Митяй кипел ненавистью. У него были личные счеты с фашистами.
– Я ведь ничего не знал, – стараясь шептать, рассказывал он брату. – Я ведь их бросил, смотался на фронт. Как пацан, которому в казаков-разбойников поиграть хочется. Жена, ребенок должен появиться… Какой, на хрен, ребенок, когда я еще сам не нагулялся? Мать, отец придурочный, брат… Нет, конечно, патриотизм, защита Родины, плакат «А ты записался добровольцем?» – все это было. У призывных пунктов в Ленинграде толпы клубились, не все же от беременных жен сбегали. Потом курсы ускоренные, фронт… пропустим. Васька, нам не говорили! Нам даже врали! Я как сейчас помню. Письма уже не приходили из Ленинграда. 23 декабря прошлого, сорок первого года, я это число намертво запомнил, свежая газета «Правда» попадает в руки. Рубрика «Со всех концов СССР». Текст: «В Ленинграде открываются 23 новых пункта по ремонту обуви и 33 пункта по индивидуальному пошиву одежды и белья». Представляешь? Как я мог рассуждать? Если у них открываются пункты по ремонту обуви и пошиву одежды, значит, в Питере все в ажуре. Письма не приходят? Что письма, когда нас швыряет по передовой? И потом моя мать…
– Тетя Марфа?
– Именно. Она ведь кремень! Железо! Я на нее надеялся. Потом, когда увидел… Было переформирование, нас в ближайший тыл направили. Рядом станция, прибыл поезд, как сказали – с блокадниками из Ленинграда. Вася! Погибать буду, а эта картина перед глазами. Зима, мороз градусов под двадцать. Им прямо за насыпью, в поле, крыши брезентовые натянули, котлы водогрейные поставили. Они раздевались, кто-то сам, кому-то помогали – под одним навесом, переводили под другой, где душевые рожки… Они стояли под струями теплой воды и не двигались… Дико, небывало счастливые лица. Это были не женщины – груди отсутствовали, или мужчины – между ног пусто. Это были скелеты, по пояс в засохшем говне. И детишки… как старички. В цирке лилипутов видел? Потешные. Вроде взрослые, а сами крохотные. А тут… не до смеха. Маленькие человечки с конечностями будто из корявых веток. Моих бойцов икота злостная проняла, и матерились они так, как в бою не случалось. Себя не помню. Один ужас: есть ли у меня ребенок? Жива ли Настя, мать, брат? Пункты по ремонту обуви и пошиву одежды? И с тех пор, Васятка, есть у меня только одна цель – дойти до Берлина и лично перегрызть шею Гитлеру. Живопись – это прекрасно, но это для себя, а за своих ленинградцев я обязан отомстить.

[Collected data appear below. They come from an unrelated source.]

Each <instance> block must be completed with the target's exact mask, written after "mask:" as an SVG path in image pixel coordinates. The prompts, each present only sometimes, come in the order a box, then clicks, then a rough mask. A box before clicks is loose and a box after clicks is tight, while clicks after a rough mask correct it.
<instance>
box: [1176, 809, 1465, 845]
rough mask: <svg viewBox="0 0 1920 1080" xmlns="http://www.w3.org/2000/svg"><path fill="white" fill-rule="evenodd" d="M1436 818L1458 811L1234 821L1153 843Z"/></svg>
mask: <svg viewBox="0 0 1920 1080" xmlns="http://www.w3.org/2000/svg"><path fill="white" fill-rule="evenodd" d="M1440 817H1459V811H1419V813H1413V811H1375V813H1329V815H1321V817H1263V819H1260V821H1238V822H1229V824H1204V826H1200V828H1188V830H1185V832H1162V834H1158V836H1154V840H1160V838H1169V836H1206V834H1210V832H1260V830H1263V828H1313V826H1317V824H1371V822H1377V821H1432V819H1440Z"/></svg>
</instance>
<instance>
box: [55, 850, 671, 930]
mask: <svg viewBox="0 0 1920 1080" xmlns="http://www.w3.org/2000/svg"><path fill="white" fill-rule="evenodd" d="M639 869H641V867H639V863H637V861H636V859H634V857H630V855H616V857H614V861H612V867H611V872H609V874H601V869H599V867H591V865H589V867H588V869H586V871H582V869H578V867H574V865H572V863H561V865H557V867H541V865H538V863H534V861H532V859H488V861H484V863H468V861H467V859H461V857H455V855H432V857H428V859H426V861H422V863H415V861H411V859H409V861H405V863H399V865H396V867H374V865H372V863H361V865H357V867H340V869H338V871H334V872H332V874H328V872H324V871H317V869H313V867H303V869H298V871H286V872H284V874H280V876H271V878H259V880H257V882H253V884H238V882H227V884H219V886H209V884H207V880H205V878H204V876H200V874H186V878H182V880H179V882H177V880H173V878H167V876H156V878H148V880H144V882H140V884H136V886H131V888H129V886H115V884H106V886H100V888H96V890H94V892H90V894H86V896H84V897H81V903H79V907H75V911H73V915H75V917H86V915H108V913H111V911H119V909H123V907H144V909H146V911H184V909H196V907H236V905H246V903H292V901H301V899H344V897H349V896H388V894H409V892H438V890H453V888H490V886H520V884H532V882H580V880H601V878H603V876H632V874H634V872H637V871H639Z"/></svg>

У Митяя по щекам катились слезы, и тремор усилился. Вася заграбастал его, согнул в спине, прижал к своей груди:
– Успокойся, братка! Все хорошо, все живы.
– Кроме отца, – пробубнил Митяй, – и Елены Григорьевны. Мне всегда хотелось нарисовать ее как птичку экзотическую, поющую в клетке. Ее лицо, Настя на мать похожа, а тело птичье, и клювик разверзнутый… поет, хотя никто не понимает ее трелей.
– Еще напишешь. Не раскисай! Обращаю внимание, что ты стал уж больно патетичен, прям как собирательный образ бравого воина из пропагандистских газетных статей.
– Как кто? – высвободился из объятий Митяй.
Васе хотелось и следовало бы, казалось, найти слова утешения брату. Но Вася был на фронте почти с начала войны и знал, что для солдата важнее не братский поцелуй, а ощутимый тычок в подреберье.
– Как дед Пихто, – ответил Вася, – или отрок, забывший, что верное целеполагание является залогом успешного исхода боя. Кто здесь артиллерист?